Much wrangling has ensued (Payne's Fascism: Comparison and Definition was published in 1980). The long and short of it is that the consensus (and debate) since the early 1990s has tended to revolve around the work of Oxford professor Roger Griffin, who lectures on the History of Ideas at the school. His 1991 text, The Nature of Fascism, is considered by many to be the definitive work on the subject.

Griffin has essentially managed to boil fascism down to a basic core he calls palingenetic ultranationalist populism. (Palingenesis is the concept of mythic rebirth from the ashes, embodied by the Phoenix.)

Our understanding of fascism, as I went on to explain, has continued to expand with more scholarly work, including that of Robert O. Paxton, whose book The Anatomy of Fascism is something of a landmark in the field, as I've gone on to explore elsewhere.

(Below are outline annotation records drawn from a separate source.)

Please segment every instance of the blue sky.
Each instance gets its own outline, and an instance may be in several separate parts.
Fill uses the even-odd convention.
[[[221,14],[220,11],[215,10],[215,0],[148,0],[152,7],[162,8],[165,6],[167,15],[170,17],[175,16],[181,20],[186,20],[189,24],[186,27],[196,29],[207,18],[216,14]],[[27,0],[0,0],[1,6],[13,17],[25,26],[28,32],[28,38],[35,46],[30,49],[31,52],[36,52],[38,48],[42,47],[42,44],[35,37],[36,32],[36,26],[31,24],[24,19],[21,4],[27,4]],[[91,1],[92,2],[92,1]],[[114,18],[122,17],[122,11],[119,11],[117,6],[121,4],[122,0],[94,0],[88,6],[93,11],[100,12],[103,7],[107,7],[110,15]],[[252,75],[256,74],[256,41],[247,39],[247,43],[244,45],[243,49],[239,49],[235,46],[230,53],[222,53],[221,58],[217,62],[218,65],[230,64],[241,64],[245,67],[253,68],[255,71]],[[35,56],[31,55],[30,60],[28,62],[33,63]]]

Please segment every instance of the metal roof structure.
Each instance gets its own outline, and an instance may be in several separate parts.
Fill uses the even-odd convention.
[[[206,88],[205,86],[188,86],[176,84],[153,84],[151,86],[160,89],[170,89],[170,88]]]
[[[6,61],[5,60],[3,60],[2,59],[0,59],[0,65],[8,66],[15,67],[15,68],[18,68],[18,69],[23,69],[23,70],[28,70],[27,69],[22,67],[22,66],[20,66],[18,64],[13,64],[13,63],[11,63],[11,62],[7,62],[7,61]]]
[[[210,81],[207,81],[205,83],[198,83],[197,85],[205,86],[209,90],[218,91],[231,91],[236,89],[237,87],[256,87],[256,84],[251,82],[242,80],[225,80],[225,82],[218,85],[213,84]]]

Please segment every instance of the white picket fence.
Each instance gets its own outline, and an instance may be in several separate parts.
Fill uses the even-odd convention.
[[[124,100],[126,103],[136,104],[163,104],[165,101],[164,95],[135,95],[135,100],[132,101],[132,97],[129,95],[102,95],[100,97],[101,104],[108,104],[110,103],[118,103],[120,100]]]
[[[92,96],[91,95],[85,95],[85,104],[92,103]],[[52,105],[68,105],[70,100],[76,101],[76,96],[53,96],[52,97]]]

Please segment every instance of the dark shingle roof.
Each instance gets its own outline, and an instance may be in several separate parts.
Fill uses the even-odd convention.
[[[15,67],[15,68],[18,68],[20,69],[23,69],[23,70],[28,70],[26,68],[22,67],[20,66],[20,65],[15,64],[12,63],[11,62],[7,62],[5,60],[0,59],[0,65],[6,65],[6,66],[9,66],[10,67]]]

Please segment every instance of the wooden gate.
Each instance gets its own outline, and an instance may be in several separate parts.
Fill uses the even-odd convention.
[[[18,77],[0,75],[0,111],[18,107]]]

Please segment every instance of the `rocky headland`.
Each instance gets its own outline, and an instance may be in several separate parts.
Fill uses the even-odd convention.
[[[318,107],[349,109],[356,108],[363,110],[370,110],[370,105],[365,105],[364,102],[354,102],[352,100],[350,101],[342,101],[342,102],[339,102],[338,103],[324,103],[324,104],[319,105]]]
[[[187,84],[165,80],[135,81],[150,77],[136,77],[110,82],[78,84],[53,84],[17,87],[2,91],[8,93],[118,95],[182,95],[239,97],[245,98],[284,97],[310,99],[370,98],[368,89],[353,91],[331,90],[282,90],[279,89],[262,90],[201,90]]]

Paxton, similarly, identifies nine "mobilizing passions" that are constant through all stages and forms of fascism, but notes general principle that is also a constant:
... [E]ach national variant of fascism draws its legitimacy, as we shall see, not from some universal scripture but from what it considers the most authentic elements of its own community identity. Religion, for example, would certainly play a much larger role in an authentic fascism in the United States than in the first European fascisms, which were pagan for contingent historical reasons.

My reading of Paxton suggests that while we are indeed swimming in fascist impulses, the defining characteristics of genuine fascism -- the violence, the charismatic leadership, the eliminationism -- are generally lacking, though not altogether.

So I think Lapham, even if whimsically, has leapt to the wrong conclusion -- that we are so deeply in the grip of fascist impulses that there seems no turning back. I think there's still a chance at redemption -- but liberals need to wake up to what they're up against.

Jonah Goldberg's new book represents both a special problem, as well as a special opportunity, because of the Newspeak that its title -- "Liberal Fascism" -- represents. Goldberg, in the Newspeak tradition, is not just negating the meaning of both "liberal" and "fascism", but he's providing cover for a conservative movement that, evidently, is intent on adopting fascism as the essence of its agenda.

This is what makes his book the ultimate Newspeak: Newspeak is one of the earmarks of the budding fascist -- and what better way to bud further than to accuse your opponent of engaging in precisely the politics you intend to pursue?

And yet. And yet: What better way, really, to expose the nature of the conservative beast than to let conservatives bring up the subject of fascism?

In a lot of ways, I welcome the opportunity to discuss this. Because it's an opportunity for everyone to understand better just what fascism really is. Let's hope other liberals don't shy away.

Propagandists like Goldberg always flourish in a vacuum of public ignorance. If liberals try to pretend he doesn't exist in the hope this meme will just go away ... it may be a fatal mistake.

When it comes to fascism, fighting back is the only option. But first, we need to see the nature of the beast we're fighting.